Gertrud Götz hat wenig Geld - wie alle Menschen in ihrer Situation. Sie kann ihren Enkeln nicht viel geben und oft genug springt eines der Kinder ein, wenn dringend etwas gebraucht wird. Sie ist eine stolze Frau. Sie weint wieder. Weil es ihr weh tut, Geld aus der Familie anzunehmen. Eine Stiftung anschreiben? "Ich geh nicht betteln", sagt sie. Zwei Menschen stehen ihr zur Seite. Es ist der Wolterdinger Pfarrer Werner Arnold und der Donaueschinger Arzt Manfred Walter. Beide kümmern sich um ihre Seele. Der Arzt kommt Tag wie Nacht, kommt am Wochenende und an Feiertagen, sobald Herbert Hilfe braucht. Und Pfarrer Arnold? Er war ganz jung und neu im Amt und Herbert war eines seiner ersten Kommunionkinder.

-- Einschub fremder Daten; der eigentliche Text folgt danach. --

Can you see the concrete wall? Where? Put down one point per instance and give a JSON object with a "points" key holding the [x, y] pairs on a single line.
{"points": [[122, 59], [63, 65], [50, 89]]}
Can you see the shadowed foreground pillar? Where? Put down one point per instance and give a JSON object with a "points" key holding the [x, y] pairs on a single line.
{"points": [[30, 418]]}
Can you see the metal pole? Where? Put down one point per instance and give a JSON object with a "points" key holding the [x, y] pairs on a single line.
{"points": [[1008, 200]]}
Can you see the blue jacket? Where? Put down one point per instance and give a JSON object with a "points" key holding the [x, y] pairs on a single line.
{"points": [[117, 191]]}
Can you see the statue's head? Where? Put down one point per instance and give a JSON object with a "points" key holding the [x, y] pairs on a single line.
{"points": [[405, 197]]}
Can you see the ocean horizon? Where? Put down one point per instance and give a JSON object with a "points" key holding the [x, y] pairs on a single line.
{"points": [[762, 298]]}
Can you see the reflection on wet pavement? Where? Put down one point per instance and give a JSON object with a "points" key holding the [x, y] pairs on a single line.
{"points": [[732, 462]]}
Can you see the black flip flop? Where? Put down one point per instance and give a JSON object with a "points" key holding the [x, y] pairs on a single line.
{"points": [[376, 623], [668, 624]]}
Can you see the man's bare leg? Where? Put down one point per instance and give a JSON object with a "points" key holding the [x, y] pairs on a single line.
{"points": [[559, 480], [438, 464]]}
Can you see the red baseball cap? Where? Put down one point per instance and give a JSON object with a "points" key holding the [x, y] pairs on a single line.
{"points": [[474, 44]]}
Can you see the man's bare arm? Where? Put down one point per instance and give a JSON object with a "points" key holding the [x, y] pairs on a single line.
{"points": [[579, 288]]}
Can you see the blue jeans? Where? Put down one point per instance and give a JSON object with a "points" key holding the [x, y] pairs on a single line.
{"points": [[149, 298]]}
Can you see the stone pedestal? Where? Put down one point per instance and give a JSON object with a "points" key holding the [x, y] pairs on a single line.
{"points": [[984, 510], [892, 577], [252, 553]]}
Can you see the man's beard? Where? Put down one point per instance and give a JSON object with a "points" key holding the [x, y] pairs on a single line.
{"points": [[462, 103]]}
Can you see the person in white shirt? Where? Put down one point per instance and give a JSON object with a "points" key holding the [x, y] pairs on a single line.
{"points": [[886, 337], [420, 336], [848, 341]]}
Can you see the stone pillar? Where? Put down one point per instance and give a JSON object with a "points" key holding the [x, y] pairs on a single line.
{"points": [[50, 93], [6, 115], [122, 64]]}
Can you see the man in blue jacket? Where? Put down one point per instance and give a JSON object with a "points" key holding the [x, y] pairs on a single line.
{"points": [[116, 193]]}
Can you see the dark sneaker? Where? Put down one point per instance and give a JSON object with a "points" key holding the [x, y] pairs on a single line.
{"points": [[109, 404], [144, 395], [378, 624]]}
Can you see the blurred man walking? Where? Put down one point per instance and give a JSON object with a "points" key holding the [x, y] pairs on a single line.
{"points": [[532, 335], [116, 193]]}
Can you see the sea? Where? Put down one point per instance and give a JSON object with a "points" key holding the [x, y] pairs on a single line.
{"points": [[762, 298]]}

Gertrud Götz ist jetzt 71 Jahre alt. Sie schafft den Tag nicht ohne Medikamente. Ihre Psyche und ihr Körper sind einfach am Ende. Eine Kur würde sie sofort bewilligt bekommen, doch was ist dann mit Herbert. "Fünf Mal war er weg in all den Jahren", sagt sie," und immer war was anderes, musste ich wieder ein halbes Jahr schaffen, ehe wieder alles in Ordnung war!" Ihr größter Halt ist die Familie, sind die Kinder und Schwiegerkinder, ihre 21 Enkel und vier Urenkel. "Wenn die nicht wären, hätte ich mich schon längst umgebracht", sagt sie.

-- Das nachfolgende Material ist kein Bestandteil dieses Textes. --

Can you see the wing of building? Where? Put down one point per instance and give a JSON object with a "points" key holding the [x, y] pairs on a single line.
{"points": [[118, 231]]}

Herberts Zustand wird immer schlechter, das sieht Gertrud Götz, die examinierte Krankenschwester, nur zu genau. Jeden Tag, eigentlich jedes Mal, wenn sie in sein Zimmer geht, hat sie Angst, Angst vor seinem letzten Atemzug. Gertrud Götz war 41 als die Welt zu ersten Mal unterging. Sie war 42, als Herbert, ein ganz normaler Junge, sie verließ und als ein anderer wieder kam. 30 Jahre Tränen haben ihr Gesicht gezeichnet. Und die Frage, die sie quält, bleibt wohl ihr ganzes Leben lang unbeantwortet: Warum Herbert, warum ich und warum ist das Leben so ungerecht?

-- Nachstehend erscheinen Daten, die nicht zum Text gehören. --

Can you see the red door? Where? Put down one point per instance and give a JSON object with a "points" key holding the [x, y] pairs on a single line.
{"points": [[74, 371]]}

Auch für mich gibt es eine Frage, die nicht mehr zu beantworten ist: Was macht ein Leben lebenswert? Ist es der große Erfolg, die Liebe, die Schönheit, das Geld... oder ist es schon eine vertraute Stimme die leise spricht, eine liebevolle Hand, die einen bewegungslosen Körper streichelt?